РТ улыбается, всем своим видом демонстрируя, что не потерпит ни малейшей критики в адрес таксидермически-супергеройского зверинца. Впрочем, это касается всего, что бы ни взбрело в удивительно изобретательную голову Шевонн.

– По-моему, как раз то, чего нам не хватало, – продолжает РТ. – Очень… оживляет.

– Их мой дядя сделал, – сообщает Шевонн. – Верней, сделали их, как и всех, папа и мама, а когда эти бедненькие зверюшки умерли, просто изготовил чучела. У дяди своя мастерская, называется «Городской таксидермист». Это для тех, кто не может завести домашних животных. А костюмчики сшила я. Хочешь скажу, как кого зовут? Только учти: разглашать их суперсилы не имею права. Такая информация предоставляется только членам Лиги справедливости.

Настороженно оглядываюсь по сторонам. Ни капельки не удивлюсь, если, зайдя в туалет, наткнусь на тигра в супергеройском костюмчике из спандекса – причем не на чучело, а на живого. От этих двоих всего ждать можно. Решаю, что отныне естественные потребности на работе справлять не стану. Если совсем приспичит, кафе совсем недалеко, за углом.

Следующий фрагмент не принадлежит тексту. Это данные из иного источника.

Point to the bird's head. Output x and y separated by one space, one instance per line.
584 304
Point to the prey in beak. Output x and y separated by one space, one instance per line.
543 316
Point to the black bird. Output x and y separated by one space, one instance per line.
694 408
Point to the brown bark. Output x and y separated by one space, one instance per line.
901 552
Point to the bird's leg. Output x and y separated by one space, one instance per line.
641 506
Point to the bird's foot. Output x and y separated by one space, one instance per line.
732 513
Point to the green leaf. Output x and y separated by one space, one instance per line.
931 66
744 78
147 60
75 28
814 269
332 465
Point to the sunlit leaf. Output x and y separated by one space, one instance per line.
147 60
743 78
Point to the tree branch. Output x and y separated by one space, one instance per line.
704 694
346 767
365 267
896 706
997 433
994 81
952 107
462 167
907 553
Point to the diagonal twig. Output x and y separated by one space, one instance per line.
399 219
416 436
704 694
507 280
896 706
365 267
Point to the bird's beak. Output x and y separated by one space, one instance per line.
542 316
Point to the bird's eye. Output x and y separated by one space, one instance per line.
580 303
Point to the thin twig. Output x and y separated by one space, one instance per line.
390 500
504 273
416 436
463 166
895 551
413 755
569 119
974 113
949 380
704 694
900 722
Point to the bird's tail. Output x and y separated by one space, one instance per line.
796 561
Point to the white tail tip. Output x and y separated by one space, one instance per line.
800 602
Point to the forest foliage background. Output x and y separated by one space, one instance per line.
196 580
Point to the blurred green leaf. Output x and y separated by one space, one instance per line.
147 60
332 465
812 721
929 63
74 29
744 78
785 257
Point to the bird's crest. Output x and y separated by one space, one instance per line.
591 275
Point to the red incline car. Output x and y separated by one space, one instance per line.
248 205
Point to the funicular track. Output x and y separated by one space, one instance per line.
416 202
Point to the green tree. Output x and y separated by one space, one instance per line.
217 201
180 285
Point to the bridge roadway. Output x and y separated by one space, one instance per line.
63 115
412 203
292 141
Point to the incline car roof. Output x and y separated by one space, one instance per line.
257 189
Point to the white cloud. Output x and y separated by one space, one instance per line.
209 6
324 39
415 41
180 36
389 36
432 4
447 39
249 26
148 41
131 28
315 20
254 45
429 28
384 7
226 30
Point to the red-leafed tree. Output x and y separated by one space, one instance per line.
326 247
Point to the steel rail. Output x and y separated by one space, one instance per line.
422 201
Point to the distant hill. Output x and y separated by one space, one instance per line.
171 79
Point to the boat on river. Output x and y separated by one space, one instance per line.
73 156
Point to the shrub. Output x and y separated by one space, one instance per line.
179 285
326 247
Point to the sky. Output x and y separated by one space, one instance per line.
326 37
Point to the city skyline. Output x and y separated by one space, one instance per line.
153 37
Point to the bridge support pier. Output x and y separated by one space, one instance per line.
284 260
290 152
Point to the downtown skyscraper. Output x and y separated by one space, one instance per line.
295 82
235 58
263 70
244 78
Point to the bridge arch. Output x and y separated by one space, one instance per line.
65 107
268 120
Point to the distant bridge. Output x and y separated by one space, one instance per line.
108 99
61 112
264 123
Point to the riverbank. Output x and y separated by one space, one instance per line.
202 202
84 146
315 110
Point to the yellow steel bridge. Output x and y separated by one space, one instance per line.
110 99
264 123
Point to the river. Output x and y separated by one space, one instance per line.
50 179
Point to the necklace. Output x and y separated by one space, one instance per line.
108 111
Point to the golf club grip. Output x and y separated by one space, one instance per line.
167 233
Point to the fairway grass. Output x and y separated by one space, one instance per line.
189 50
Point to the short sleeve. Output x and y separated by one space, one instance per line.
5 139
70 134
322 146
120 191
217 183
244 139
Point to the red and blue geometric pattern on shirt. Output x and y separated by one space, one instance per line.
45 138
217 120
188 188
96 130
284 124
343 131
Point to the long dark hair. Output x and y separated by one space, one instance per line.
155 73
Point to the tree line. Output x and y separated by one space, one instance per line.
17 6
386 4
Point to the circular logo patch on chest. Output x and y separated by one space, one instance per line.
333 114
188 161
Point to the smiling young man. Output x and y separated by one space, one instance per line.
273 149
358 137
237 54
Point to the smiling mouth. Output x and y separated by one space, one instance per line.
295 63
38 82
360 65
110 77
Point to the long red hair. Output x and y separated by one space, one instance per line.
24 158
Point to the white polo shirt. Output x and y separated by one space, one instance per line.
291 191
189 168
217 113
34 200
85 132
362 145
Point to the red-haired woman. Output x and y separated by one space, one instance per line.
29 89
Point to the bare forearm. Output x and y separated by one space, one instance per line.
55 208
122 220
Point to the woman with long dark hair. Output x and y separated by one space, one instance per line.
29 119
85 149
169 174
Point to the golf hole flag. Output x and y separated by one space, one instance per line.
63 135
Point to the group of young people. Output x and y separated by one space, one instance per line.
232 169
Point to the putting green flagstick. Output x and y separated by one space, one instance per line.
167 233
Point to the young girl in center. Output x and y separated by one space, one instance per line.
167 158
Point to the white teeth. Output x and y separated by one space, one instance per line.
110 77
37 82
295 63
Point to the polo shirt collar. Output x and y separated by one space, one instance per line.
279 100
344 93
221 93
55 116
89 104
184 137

– И как же попасть в эту твою Лигу справедливости? Надо, чтобы из меня тоже чучело сделали?

– Этой чести удостаиваются только павшие смертью храбрых, – сообщает Шевонн.

– Тогда спасибо, но, пожалуй, воздержусь.

Сажусь за стол. Собирался поработать над рецензией на новую военную драму Стивена Спилберга. Фильм был снят с прицелом на Оскар, поэтому в Нью-Йорке и Лос-Анджелесе вышел еще в конце декабря, в широкий прокат же попал только сейчас. Но, к сожалению, с мысли сбивает присутствие Бартлби. То ли мне мерещится, то ли он и правда глядит на меня с обвиняющим видом, будто считает злодеем. Или, что еще хуже, человеком, осквернившим его останки, нарядив их в костюм одного из немногих супергероев «Марвел», про которого не сняли фильм. В любом случае чувствую себя не в своей тарелке. Тут в редакцию входит Тео, облаченный в красный халат и шапочку для душа.

– Меня пригласили на первые кинопробы!

– Поздравляю, Тео, – невозмутимо произношу я. Почему он расхаживает в таком виде, не спрашиваю. В конце концов, по сравнению с остальными присутствующими Тео одет вполне нормально. – Что за роль?

Уволившись из страхового агентства, Тео сразу встал на учет в кастинг-агентстве, специализирующемся на подборе статистов и актеров на эпизодические роли для канадских фильмов и телесериалов. Сразу пришлось выложить «вступительный взнос» в размере четырехсот девяноста пяти долларов. Профессиональные фотопортреты крупным планом, обошедшиеся еще в триста долларов, в стоимость, естественно, не входили. Судя по рассказам Тео, единственное, что делают для статистов за эти деньги, – вклеивают вышеупомянутые фотопортреты в свой альбом и включают тебя в базу данных у себя на сайте. В последней ориентироваться сложнее, чем на улицах древней Византии. Единственный простой и понятный раздел сайта даже называется предельно ясно – «Способы оплаты».